Biological drugs have rapidly become an important therapeutic modality in the last decade because of their100% bioavailability, high potency, high specificity, and desirable safety profile. From a global point of view, more than half of the current top 20 blockbuster drugs are biopharmaceuticals (Sagonowsky, 2021). The success of protein, peptide, and antibody-based therapies is evident—the biopharmaceuticals market is predicted to reach $388 billion by 2024 (Liang et al., 2020). Protein and peptide-based drugs are now widely used as the first-line treatments for a wide range of diseases, such as type I diabetes, rheumatoid arthritis, specific cancers, and hemophilia (Kirkby et al., 2020). Due to most biopharmaceuticals are peptide and protein-based, which leads to poor oral bioavailability, the intravenous route is still the main strategy for drug delivery. Unfortunately, the injection pain may translate to reluctance for the patients to choose biopharmaceuticals. In a more severe situation, repeated administration may lead to phlebitis, tissue necrosis, and toxic adverse effects.
Researchers have been exploring various non-invasive strategies for protein drug delivery, and the microneedle (MN) patches are one of the options. The patch has multiple micro-projections assembled on one side of a supporting base, and the projection height can be between 25 to 900 μm. The micro-projections can painlessly penetrate the stratum corneum (outermost layer of the skin) and facilitate transdermal drug delivery by creating temporary microscopic aqueous channels (Kirkby et al., 2020). While making the medicine application process less painful, the MN patches are also favored by the pharmaceutical manufacturers, as of their low cost in bulk production and long-term safety.
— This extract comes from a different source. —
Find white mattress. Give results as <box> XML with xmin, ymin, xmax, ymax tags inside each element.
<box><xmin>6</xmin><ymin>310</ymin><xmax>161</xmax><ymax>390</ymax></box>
The concept of MN was first brought up by Gerstel and Place in 1971. It was later practically realized in 1998 due to the lack of advancement in microfabrication techniques. Today, MN technology has developed further, and they are traditionally placed in five different categories: solid, coated, hollow, dissolving, and hydrogel-forming, as in Figure 1 (Kirkby et al., 2020).
Fig.1 Representation of skin MN application transdermal drug delivery. *stratum corneum,**epidermis.(A) Solid MN that is applied and removed, followed by application of the formulation. (B) Solid MN is coated with drugs for instant delivery. (C) The drug is mixed with soluble MNs that dissolve in interstitial fluid. (D) Hollow MNs puncture the skin, after which liquid drug can be actively infused. (E) Hydrogel-forming MNs withdraw skin interstitial fluid upon skin punctuation. This induces drug diffusion through the swollen micro-projections.
The advantages of MNs over traditional routes of drug delivery (intramuscular injection, oral intake) are apparent, and MNs are highly likely to be used as a drug delivery strategy in the next decade. The use of MNs could vastly improve the quality of life for patients, improve public health, and increase the economic productivity of developing countries. For the future success of MNs, the long-term safety validation, methods of manufacture, and their ability to comply with standardized GMP guidelines should be fully studied. Furthermore, marketing strategies will also be vital in achieving maximum market share relative to existing and widely accepted conventional delivery systems. In the meantime, academia and industry must work together to address concerns and thereby push MN technology into the clinic, where its potential can be truly realized.
Liang, W., Pan, H. W., Vllasaliu, D., & Lam, J. K. (2020). Pulmonary delivery of biological drugs. Pharmaceutics, 12(11), 1025.
Sagonowsky, E.(2021). https://www.fiercepharma.com/special-report/top-20-drugs-by-2020- sales
Bajracharya, R., Song, J. G., Back, S. Y., & Han, H. K. (2019). Recent advancements in non-invasive formulations for protein drug delivery. Computational and structural biotechnology journal, 17, 1290-1308.
Kirkby, M., Hutton, A. R., & Donnelly, R. F. (2020). Microneedle mediated transdermal delivery of protein, peptide, and antibody-based therapeutics: current status and future considerations. Pharmaceutical Research, 37, 1-18.